Can I stop taking off my shoes now?

May 2, 2011
Montevideo, Uruguay

Despite being one of the most cerebral societies in the history of the world, the Ancient Greeks condemned one of their greatest philosophers to death for asking too many inconvenient questions and pestering the status quo.

The Death of Socrates, Jacques-Louis David (1787)

Certain things, as it turns out, are sacrosanct and beyond debate.

Good citizens, whether in Ancient Greece or today, are expected to fall in line with what they’re told, and any measure of dissent or intellectual discourse is met with derision and public ridicule. Anyone who questions the nation’s hallowed truths is labeled as an enemy… or at least, accused of supporting the enemy.

If Socrates were alive today, though, he would be busier than ever.  As uncomfortable as it may be for many people, there are difficult questions that need to be asked.

Is it the nature of justice in America to order the assassination of someone located in another sovereign nation who has not been put on trial, no matter how evil he has been made out to be?

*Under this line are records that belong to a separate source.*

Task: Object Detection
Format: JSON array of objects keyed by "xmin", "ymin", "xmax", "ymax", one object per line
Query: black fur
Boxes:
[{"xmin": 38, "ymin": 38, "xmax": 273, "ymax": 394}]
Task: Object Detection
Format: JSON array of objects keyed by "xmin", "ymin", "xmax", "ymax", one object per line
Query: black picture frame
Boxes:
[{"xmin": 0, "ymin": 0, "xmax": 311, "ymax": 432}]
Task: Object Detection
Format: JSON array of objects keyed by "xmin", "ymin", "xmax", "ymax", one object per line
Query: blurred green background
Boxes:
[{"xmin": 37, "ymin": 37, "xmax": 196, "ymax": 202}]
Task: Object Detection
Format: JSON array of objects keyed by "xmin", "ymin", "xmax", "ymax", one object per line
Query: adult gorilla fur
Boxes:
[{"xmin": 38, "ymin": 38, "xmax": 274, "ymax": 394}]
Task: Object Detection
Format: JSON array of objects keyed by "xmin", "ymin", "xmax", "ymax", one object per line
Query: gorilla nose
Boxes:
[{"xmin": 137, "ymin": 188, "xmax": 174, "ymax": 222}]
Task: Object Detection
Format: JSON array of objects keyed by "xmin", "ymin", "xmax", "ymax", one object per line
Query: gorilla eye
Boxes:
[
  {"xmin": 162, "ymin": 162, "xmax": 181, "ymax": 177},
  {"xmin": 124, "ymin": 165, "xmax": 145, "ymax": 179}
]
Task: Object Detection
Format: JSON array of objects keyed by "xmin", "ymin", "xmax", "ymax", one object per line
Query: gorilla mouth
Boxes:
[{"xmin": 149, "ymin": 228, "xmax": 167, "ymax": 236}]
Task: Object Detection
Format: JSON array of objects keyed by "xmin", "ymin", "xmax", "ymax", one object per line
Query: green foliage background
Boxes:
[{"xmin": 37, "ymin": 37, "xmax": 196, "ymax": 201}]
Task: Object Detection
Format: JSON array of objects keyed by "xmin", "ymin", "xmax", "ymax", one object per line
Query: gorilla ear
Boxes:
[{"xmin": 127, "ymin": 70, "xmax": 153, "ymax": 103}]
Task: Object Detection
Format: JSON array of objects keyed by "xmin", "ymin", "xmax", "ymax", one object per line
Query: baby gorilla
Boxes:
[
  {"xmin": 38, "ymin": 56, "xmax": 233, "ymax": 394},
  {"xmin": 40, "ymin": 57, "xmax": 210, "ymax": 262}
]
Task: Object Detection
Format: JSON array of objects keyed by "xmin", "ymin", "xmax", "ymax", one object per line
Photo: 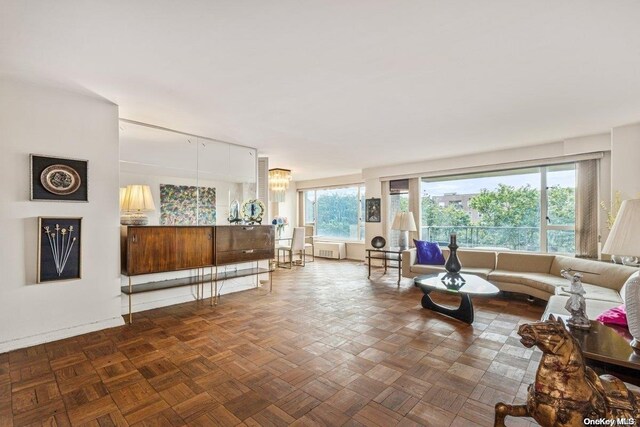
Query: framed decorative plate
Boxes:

When a country spends 10-years and billions of dollars to chase a man around the world, only to find him ‘hiding in plain sight’ right next door to a country it has invaded, what does it say about its capability to keep the citizens safe?

As the mainstream media is presenting all the information passed along by the US government without questioning any of it, could there be another side to the story that is not being discussed?

In light of such an apparent ‘victory’, when will the civil liberties and financial privacies that have been taken so rapidly since 9/11 be reinstated?

Regardless of any short-term euphoria, is the country headed in the overall right direction? Moreover, has there been any change in the ability of the nation’s leaders to forge real solutions?

Understandably, it’s an easier course of action to celebrate in the streets right now than to ask questions. People are weary of war, and as they have now been told that a grotesque symbol of evil has been put down like a mangy dog, it is no doubt a cathartic moment for those who are emotionally invested.

Yet seeking the truth is not an act of sedition, but one of patriotism. When a society slanders independent thinkers and dismisses those who do not fall in line like chanting Zombies, they’re simply borrowing from the same playbook that the Soviet Union used.

In time, the exuberance will fade, and western nations will once again find themselves facing indelible challenges.  Most of them are already past the point of no return.

The dollar remains fundamentally weak. Commodities and precious metals did fall immediately following last night’s announcement (giving our partner Tim a tidy profit on the short silver position he wrote about last week), though the long-term trend on all tangibles remains bullish over fiat.

Even against other fiat currencies like the euro, yen, and Swiss franc, the dollar is weakening. Debt problems remain unaddressed. The Fed’s balance sheet remains inflated. And a tiny handful of men still controls the money system that has been wrecking the lives of ordinary people around the world.

Roughly 3,000 people died in the September 11th attacks. Tens of thousands of soldiers and civilians around the world have died in retaliatory conflicts since then. Millions of people have seen their lives change for the worse as a result of the consequent erosion in civil liberties. Billions of people are facing a critical pinch from rising food and fuel prices.

Yes, the boogeyman we have been told to hate for the last decade has been put to rest. But if we choose to ignore the real evils that remain in the world for the sake of short-term euphoria, we’re simply dancing in the streets while Rome burns.